WASHINGTON — A majority of Americans think the United States isn't winning the war on terrorism, a perception that could undermine a key Republican strength just as John McCain and Barack Obama head into their first debate Friday night, a clash over foreign policy and national security. A new Ipsos/McClatchy online poll finds a solid majority of 57 percent thinking that the country can win the war on terrorism but a similar majority of 54 percent saying that the country is NOT winning it.
The poll came just days before the two major-party candidates meet for the first of three debates, a 90-minute showdown Friday on foreign policy and national security at the University of Mississippi.
Jim Lehrer of PBS will moderate the debate between Republican McCain and Democrat Obama, which will be televised nationally starting at 9 pm EDT.
If Americans are turning more pessimistic about the so-called war on terrorism, it could present a challenge for McCain. Voters traditionally trust Republicans more than Democrats to handle terrorism and national security, but a loss of confidence in the results of the fighting so far could erode that edge.
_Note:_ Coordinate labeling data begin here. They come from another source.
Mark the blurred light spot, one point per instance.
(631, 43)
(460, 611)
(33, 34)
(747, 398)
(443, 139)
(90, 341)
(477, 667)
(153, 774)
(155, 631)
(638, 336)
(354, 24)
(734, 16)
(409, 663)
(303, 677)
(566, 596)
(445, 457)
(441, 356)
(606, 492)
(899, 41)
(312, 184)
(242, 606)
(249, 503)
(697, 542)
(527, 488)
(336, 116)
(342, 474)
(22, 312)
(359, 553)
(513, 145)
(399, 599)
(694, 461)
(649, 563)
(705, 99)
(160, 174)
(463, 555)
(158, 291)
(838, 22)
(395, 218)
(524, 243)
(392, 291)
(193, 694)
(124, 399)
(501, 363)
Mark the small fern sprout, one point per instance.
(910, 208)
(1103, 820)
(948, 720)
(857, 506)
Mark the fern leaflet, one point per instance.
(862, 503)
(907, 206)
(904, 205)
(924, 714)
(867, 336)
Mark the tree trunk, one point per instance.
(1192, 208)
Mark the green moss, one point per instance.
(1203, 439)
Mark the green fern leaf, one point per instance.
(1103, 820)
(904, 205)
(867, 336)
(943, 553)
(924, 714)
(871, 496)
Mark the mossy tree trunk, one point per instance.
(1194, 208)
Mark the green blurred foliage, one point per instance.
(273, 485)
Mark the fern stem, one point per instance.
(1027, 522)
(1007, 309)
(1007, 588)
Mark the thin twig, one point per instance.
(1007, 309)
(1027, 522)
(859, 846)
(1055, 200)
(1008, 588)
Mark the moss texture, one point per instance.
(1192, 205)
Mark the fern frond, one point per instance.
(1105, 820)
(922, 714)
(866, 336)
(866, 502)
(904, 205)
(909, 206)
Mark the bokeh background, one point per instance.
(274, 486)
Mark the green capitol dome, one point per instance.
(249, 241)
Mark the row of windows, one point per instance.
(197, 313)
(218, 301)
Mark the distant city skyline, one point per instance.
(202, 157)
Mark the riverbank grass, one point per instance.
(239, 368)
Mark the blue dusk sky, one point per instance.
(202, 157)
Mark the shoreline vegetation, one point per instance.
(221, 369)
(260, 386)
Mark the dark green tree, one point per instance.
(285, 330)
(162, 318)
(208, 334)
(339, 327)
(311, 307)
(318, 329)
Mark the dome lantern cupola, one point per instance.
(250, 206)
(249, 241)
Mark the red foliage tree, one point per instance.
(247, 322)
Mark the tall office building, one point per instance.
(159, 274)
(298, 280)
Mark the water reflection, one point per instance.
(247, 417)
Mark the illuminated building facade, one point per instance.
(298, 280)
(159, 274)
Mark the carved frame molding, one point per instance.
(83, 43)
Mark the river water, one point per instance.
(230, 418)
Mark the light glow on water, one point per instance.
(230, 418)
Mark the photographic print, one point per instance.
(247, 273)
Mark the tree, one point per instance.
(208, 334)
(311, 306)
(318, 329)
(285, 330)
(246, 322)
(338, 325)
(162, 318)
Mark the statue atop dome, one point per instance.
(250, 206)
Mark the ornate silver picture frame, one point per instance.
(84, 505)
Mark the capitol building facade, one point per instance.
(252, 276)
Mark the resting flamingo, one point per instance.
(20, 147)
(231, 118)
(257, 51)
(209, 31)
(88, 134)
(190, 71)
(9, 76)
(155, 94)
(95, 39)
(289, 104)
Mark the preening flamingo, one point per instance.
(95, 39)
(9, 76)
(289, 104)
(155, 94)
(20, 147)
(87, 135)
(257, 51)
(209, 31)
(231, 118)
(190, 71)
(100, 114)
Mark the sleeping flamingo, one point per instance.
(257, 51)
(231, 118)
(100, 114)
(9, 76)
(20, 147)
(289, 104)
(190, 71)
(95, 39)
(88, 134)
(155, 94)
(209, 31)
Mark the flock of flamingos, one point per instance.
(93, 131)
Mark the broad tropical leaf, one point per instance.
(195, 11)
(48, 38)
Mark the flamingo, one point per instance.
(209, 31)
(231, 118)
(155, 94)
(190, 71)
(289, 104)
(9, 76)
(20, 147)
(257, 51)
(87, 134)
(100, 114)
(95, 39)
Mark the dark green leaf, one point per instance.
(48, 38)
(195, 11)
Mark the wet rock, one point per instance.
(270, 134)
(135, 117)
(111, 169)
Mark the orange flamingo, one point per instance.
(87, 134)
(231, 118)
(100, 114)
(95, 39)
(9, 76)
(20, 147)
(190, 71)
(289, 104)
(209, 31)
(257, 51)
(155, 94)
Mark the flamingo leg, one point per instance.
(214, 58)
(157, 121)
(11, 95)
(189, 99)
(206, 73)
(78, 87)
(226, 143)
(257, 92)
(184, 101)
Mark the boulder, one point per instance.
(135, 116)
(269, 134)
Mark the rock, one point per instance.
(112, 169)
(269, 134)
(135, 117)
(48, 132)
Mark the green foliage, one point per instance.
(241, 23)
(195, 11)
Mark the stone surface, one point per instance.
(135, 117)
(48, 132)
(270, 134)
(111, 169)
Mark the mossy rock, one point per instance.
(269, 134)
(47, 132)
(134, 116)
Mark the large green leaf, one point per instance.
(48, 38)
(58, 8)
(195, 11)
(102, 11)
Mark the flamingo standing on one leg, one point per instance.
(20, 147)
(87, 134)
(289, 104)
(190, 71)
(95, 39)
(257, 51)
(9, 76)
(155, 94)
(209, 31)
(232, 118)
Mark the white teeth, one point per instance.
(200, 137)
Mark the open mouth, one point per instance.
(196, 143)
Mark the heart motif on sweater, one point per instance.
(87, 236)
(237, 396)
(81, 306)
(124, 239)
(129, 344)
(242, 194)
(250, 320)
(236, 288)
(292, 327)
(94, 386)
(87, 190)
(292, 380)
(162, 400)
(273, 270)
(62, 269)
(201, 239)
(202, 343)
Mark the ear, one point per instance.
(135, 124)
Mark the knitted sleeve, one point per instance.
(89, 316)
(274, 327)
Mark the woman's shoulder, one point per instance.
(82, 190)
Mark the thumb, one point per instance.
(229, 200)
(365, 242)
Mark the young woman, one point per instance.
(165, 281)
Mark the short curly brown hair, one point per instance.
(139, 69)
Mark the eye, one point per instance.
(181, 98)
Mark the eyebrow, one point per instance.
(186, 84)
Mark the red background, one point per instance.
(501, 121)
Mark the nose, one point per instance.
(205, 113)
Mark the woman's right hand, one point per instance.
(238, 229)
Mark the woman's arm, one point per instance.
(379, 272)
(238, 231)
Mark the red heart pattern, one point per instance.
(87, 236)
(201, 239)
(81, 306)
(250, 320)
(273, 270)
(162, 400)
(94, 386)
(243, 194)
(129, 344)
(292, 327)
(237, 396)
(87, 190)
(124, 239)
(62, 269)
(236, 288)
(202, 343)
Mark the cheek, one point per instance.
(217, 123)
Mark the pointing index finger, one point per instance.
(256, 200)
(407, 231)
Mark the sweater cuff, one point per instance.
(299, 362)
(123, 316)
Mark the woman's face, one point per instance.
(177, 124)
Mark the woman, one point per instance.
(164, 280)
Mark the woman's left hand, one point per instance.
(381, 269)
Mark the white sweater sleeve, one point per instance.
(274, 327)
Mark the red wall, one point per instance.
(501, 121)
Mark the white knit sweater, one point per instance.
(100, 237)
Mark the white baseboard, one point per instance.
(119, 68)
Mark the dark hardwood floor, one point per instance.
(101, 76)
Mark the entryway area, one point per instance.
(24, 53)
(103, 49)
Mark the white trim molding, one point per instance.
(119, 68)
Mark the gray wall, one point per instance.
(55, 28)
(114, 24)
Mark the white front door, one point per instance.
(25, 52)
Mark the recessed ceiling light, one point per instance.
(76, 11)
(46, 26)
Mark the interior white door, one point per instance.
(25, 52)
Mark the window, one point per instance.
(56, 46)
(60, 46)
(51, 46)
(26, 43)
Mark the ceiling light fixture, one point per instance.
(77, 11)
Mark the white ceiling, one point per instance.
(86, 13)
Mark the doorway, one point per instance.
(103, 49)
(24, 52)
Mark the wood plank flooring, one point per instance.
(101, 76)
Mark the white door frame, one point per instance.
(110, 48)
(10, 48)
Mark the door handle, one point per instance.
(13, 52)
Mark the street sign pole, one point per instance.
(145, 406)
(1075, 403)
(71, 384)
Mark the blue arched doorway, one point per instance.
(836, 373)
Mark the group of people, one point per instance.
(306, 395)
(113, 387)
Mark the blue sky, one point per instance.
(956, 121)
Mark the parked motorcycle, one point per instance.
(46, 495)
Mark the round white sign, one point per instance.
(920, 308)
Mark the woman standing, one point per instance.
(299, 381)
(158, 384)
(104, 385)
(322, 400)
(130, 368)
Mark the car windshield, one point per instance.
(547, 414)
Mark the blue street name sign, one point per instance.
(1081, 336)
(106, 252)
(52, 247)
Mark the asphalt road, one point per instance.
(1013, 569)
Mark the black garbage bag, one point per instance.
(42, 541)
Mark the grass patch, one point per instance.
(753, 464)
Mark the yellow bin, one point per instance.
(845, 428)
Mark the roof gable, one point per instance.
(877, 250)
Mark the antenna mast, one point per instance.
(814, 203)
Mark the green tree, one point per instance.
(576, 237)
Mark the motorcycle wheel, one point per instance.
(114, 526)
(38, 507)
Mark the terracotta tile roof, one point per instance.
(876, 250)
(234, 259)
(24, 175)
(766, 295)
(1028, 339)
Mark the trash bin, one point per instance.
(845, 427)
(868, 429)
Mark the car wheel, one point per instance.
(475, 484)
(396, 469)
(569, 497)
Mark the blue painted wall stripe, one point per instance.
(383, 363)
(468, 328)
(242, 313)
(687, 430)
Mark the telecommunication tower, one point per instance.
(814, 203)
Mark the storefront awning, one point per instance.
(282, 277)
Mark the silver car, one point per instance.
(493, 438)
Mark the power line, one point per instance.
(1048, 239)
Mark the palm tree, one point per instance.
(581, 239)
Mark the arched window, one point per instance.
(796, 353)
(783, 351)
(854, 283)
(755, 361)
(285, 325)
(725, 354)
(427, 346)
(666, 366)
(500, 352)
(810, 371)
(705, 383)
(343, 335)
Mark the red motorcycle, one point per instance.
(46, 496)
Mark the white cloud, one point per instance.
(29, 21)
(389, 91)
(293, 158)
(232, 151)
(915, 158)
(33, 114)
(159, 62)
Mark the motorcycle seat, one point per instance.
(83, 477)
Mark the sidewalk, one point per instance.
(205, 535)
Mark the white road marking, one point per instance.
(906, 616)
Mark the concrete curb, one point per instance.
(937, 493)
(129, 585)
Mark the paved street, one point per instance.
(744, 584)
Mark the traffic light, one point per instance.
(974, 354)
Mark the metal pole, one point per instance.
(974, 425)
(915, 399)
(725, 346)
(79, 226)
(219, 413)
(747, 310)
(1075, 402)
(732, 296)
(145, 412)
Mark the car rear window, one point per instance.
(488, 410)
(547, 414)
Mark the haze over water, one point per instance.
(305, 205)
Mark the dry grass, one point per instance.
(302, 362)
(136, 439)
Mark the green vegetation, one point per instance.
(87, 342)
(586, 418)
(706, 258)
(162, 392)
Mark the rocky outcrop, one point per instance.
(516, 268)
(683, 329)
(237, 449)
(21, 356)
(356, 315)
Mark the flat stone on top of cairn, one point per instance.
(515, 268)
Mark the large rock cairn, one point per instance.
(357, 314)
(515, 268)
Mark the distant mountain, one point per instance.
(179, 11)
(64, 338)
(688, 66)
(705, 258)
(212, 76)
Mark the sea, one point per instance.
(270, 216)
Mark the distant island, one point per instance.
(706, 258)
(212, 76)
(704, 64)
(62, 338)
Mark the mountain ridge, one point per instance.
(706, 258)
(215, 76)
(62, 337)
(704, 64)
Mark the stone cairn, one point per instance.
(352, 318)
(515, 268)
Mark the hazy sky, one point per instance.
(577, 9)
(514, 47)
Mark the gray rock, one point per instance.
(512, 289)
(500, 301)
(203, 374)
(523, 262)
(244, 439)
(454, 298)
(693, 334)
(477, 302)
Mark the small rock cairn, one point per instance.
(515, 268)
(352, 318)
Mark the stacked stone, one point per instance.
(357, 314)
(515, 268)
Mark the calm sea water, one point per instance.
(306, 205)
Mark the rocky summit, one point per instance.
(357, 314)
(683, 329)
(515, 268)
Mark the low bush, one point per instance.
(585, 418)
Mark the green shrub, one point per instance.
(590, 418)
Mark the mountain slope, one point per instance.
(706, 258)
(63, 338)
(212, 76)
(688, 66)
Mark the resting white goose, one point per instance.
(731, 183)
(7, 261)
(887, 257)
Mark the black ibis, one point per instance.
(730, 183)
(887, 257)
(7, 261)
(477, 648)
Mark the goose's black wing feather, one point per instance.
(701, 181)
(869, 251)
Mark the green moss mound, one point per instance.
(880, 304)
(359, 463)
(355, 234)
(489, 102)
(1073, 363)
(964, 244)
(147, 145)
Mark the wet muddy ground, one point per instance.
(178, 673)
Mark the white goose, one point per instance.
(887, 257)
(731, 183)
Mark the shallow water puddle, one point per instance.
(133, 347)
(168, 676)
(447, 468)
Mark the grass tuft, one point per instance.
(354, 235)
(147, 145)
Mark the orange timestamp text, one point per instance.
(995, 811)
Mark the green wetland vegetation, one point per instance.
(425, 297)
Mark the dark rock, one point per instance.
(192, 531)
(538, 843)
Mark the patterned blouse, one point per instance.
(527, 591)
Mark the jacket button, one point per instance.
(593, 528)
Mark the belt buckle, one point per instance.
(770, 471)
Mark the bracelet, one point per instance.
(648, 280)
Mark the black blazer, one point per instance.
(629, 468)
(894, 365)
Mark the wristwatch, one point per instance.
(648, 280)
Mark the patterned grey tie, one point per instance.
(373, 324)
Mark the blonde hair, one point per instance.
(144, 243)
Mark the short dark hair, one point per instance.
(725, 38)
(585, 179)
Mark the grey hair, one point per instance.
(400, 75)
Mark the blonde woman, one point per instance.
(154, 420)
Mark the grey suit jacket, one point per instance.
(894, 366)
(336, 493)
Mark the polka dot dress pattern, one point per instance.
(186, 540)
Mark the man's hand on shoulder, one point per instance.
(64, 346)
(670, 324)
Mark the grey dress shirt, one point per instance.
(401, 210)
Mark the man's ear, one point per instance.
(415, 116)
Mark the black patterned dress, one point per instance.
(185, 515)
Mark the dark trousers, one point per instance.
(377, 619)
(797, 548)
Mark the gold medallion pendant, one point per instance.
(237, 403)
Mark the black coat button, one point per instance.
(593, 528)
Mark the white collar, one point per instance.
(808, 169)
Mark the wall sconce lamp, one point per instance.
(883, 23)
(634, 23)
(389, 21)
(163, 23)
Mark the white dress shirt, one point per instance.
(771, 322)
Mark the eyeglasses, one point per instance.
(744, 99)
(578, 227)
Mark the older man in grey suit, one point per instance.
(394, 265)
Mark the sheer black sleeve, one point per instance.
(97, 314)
Some people are more skeptical than others, including women, those aged 18 to 34, those with college degrees and people in the Northeast. The most optimistic: Southerners.
The survey also found that Americans think by 57-43 percent that Afghanistan is now a more important front in combating terrorists than Iraq is.
That could benefit Obama, who opposed the war in Iraq and has long maintained that Iraq was a distraction from the war on terrorism. However, it also could reflect confidence that McCain's strategy of sending more U.S. troops to Iraq has worked.
Either way, Americans appear cool to proposals from McCain and Obama to send more troops to Afghanistan, preferring instead to start bringing service members home from Iraq and Afghanistan.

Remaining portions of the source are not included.